Researchers create an algorithm that makes highlight reels from long videos

Researchers from Carnegie Mellon University have developed an algorithm that can watch videos and condense them into shorter highlight reels, or trailers, containing only the good parts. Called LiveLight, the algorithm works by watching long videos, cataloging what happens in them, and then ignoring repetitive parts. The synopsis the method generates will feature only the parts that are visually novel compared to the rest of the video.

Practical applications of such an algorithm might be automatically cutting down long sections of GoPro, personal or surveillance camera video into watchable-sized trailers. Instead of sending family members the entire video of a child’s birthday party, new parents — even those without editing skills — could send a highlight reel of when the cake caught fire, the cat attacked a toddler and everyone finally got around to singing “Happy Birthday.” People watching NASCAR races for the crashes, for example, could ignore all that driving in circles.

Not only could LiveLight save viewers time, but smaller file sizes would minimize data consumption assuming the videos are ultimately hosted somewhere on the web.

LiveLight’s creators have founded a startup called PanOptus to commercialize their method and, presumably, to speed it up. LiveLight can take a long time to process on a personal computer (1 to 2 hours to cut down an hour of video) but could be sped up by parallel processing, and possibly score individual videos against a larger crowdsourced library of events, as part of a cloud-based service.


However, LiveLight isn’t the first attempt to deal with extraneous content often prevalent in non-professional videos. Last year, a group of researchers from the University of Texas developed a method for automatically summarizing the themes of videos based on an analysis of objects within them. That team suggested its work could improve video search by showing searchers a snippet that captures the gist of the whole (for example, a person making a cup of tea, or someone demonstrating proper weightlifting form).

Dropcam, the connected-camera startup recently acquired by Google, and other companies (especially in the home-security space) are also working on techniques to maximize their utility for customers. They want their systems to learn what’s normal and what’s anomalous, or the difference between a human being approaching the front door and a stray dog approaching the front door, to cut the number of alerts users see to just the ones that might actually be significant.

A sample of Activity Recognition working in the Dropcam office.
A sample of Activity Recognition working in the Dropcam office.
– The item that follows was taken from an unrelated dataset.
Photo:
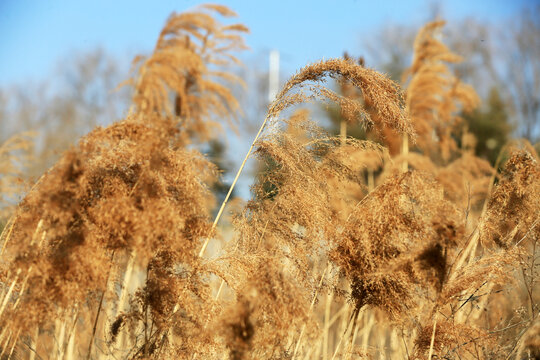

And, actually, the LiveLight research paper is being presented this week at the Conference on Computer Vision and Pattern Recognition, which also features numerous other papers on new methods for analyzing video. (As the name implies, the conference also features research across all aspects of computer vision, including into artificial intelligence and deep learning.)

All this research into video analysis will only become more meaningful as the amount of video content we shoot, upload and view continues to skyrocket. Unlike text, or even photos, videos tend to be long and contain a lot of information not easily labeled or discernible from just glancing at a thumbnail or watching random samples. Companies, cops and consumers awash in video data but limited on the human resources to watch every second will need all the help they can get to figure out what videos (or which parts of them) they really need to see.